My Book Title

King OR Country – which came first?

On the cover page of my book Ice to Athelstan, a small crown sits above the ‘A’ of Athelstan. This is picked  up in the strapline at the foot of the page, which refers to Athelstan as ‘England’s first Crowned King.’  This raises at least three questions: what makes a king; did England exist at the time; and, if so, was Athelstan really the first king of England?

I raise this because a friend who recently visited Bath Abbey noted that that the abbey guidebook (and website) makes much of its historic role as the place where King Edgar was crowned ‘the First King of All England’ in 973. In many ways Edgar did build on and even surpass the achievements of Athelstan, but the word ‘All’ is significant here, raising the question of whether England actually ‘emerged’ in several stages. These issues are considered in more detail in Chapter 12 and the Postscript to Ice to Athelstan.

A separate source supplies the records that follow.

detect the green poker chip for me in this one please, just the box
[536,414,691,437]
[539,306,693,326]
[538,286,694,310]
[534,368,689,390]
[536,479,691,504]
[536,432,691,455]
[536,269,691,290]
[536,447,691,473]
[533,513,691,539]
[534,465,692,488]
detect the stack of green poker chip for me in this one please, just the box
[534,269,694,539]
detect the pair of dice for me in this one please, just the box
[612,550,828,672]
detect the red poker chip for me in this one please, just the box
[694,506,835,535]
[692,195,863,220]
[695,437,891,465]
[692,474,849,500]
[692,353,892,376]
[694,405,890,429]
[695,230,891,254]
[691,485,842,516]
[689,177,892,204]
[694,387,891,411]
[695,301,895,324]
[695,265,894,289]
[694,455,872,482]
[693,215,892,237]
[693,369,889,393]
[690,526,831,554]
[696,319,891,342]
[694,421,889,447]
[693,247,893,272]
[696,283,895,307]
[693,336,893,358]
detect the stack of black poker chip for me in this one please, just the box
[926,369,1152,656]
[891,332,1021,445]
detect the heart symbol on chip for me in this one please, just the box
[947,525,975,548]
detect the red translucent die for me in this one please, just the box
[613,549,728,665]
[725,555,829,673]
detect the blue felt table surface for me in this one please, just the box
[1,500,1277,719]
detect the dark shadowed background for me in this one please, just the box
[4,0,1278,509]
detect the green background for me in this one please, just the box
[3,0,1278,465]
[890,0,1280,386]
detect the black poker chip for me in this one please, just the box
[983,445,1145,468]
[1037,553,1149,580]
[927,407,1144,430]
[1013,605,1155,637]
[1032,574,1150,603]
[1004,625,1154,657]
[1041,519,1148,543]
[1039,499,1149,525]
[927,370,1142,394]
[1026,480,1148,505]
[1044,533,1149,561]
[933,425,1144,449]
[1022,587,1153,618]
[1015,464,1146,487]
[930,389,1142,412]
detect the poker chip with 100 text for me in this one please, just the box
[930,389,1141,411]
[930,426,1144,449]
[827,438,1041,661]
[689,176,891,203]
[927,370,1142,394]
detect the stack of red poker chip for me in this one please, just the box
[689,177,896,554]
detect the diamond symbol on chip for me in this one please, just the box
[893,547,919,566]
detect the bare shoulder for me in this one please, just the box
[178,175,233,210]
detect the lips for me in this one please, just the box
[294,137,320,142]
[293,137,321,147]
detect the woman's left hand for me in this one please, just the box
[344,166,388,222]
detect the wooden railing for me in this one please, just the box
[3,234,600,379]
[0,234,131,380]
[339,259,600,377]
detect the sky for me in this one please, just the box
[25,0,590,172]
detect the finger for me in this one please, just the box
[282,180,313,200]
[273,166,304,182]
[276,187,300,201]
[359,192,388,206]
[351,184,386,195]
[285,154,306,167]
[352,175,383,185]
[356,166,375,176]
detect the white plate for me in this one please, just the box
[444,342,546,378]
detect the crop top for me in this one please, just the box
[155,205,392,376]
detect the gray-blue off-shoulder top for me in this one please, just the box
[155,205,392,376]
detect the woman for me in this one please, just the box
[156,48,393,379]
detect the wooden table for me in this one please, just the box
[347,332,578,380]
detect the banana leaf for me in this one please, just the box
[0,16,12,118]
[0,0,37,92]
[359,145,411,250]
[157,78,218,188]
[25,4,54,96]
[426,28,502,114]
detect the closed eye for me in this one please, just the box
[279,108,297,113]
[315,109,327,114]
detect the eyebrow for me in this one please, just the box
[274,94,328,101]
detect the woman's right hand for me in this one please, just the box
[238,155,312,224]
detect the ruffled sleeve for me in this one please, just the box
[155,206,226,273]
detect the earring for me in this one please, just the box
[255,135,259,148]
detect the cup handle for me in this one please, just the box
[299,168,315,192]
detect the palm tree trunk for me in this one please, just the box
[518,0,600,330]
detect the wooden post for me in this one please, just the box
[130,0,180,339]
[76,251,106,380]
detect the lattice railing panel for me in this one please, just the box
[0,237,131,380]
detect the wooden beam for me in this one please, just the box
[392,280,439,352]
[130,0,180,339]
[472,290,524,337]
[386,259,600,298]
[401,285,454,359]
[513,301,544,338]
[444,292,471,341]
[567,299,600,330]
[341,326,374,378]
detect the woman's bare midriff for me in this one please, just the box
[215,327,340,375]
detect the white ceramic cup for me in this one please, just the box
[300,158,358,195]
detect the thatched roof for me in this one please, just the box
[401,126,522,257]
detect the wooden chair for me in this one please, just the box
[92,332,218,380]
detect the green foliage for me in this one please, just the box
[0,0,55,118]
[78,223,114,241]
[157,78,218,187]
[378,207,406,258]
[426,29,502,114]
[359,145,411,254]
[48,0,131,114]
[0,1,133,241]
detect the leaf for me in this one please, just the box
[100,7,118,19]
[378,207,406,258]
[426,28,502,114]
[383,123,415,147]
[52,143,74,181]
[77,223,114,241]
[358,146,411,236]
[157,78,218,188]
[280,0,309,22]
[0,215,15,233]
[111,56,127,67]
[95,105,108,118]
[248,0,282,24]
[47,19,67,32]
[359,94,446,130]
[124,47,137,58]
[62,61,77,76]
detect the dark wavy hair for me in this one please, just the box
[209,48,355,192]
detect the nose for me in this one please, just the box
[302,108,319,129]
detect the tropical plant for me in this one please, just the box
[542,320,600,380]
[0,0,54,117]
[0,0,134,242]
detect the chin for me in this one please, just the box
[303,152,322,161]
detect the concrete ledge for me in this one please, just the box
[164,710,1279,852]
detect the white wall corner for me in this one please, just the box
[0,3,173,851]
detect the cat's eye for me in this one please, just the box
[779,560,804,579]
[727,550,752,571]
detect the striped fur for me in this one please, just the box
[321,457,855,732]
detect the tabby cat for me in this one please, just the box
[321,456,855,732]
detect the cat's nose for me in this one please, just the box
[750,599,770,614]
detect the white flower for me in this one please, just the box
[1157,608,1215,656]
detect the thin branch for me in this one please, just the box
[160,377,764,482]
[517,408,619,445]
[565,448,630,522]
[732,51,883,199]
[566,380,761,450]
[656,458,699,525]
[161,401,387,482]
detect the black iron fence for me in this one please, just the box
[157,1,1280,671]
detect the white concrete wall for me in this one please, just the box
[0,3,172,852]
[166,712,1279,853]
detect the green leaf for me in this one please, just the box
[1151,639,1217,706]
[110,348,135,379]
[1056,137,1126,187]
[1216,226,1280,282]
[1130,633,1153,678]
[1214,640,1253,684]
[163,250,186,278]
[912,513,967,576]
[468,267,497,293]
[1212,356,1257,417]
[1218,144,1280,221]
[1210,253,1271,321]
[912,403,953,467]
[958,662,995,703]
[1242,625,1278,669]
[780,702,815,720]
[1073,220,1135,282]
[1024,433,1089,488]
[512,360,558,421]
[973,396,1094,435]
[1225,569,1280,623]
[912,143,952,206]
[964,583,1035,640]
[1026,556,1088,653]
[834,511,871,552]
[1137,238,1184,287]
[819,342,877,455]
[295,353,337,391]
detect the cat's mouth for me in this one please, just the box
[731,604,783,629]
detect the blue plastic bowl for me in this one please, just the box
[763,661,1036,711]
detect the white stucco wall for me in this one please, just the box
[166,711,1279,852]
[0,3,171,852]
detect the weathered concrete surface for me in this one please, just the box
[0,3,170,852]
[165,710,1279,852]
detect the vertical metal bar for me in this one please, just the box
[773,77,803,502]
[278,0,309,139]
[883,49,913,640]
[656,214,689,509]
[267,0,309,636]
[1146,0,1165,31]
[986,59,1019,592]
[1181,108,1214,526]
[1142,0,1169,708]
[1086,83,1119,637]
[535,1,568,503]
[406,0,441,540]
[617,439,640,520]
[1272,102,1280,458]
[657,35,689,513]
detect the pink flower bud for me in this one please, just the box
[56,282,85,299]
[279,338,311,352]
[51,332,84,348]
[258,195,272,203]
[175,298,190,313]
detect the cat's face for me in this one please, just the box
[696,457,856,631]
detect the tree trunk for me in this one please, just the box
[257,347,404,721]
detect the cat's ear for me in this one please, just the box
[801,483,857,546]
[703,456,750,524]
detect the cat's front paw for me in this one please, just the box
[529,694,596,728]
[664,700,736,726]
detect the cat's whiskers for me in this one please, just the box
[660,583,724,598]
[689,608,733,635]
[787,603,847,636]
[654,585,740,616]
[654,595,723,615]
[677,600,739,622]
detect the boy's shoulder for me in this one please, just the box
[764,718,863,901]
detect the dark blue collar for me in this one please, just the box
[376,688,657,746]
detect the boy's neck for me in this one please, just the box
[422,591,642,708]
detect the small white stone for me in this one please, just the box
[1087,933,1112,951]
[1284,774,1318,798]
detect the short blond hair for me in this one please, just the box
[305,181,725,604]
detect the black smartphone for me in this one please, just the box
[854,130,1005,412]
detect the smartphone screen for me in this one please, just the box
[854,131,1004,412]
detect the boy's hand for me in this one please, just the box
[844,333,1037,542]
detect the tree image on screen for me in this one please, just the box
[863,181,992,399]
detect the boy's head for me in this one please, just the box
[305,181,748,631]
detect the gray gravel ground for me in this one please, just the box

The first question is: what made a king? At this time we can be fairly clear that it was not just election by the Witan but the coronation and anointment with holy oil (something still insisted on by our current day King Charles) that definitely established a king as such. Both Athelstan and Edgar qualify here.

So what about ‘England’? In the time of both Athelstan through to Edgar what did exist was a broadly, but not definitively, defined area of Britain inhabited by a people who had developed from the original ‘Angelcynn’ of Bede and ‘Englisc’ of King Alfred to become known generically as ‘English’. The country itself was then referred to as Engla-land or Engla londe, with the name England only becoming in general use some centuries later.

By Athelstan’s time the king of that country was often referred to as the ‘king of the English’. But Athelstan later grandiosely styled himself ‘Ruler of the Whole of Britain’. What he and Edgar after him sought to do was to claim dominion of the whole of Britain by forcing the rulers of the emerging Scotland and Wales also to accept them as their overlord. Even if this was done in an effort to boost the English kings’ international reputations and limit ongoing conflict on England’s northern and western borders, this overreach served further to fuel Scottish and Welsh drives for their own national identities.   

These are some of the reasons why most internet searches and reviews of recent historical writing plump firmly for Athelstan as the first king of England. What probably matters more today, however, in the days of more presidents than kings, is what really makes a country, and what right others have to seek to reclaim territory on their own interpretation of history or perceived economic gain. Athelstan and Edgar were neither the first nor the last to overreach.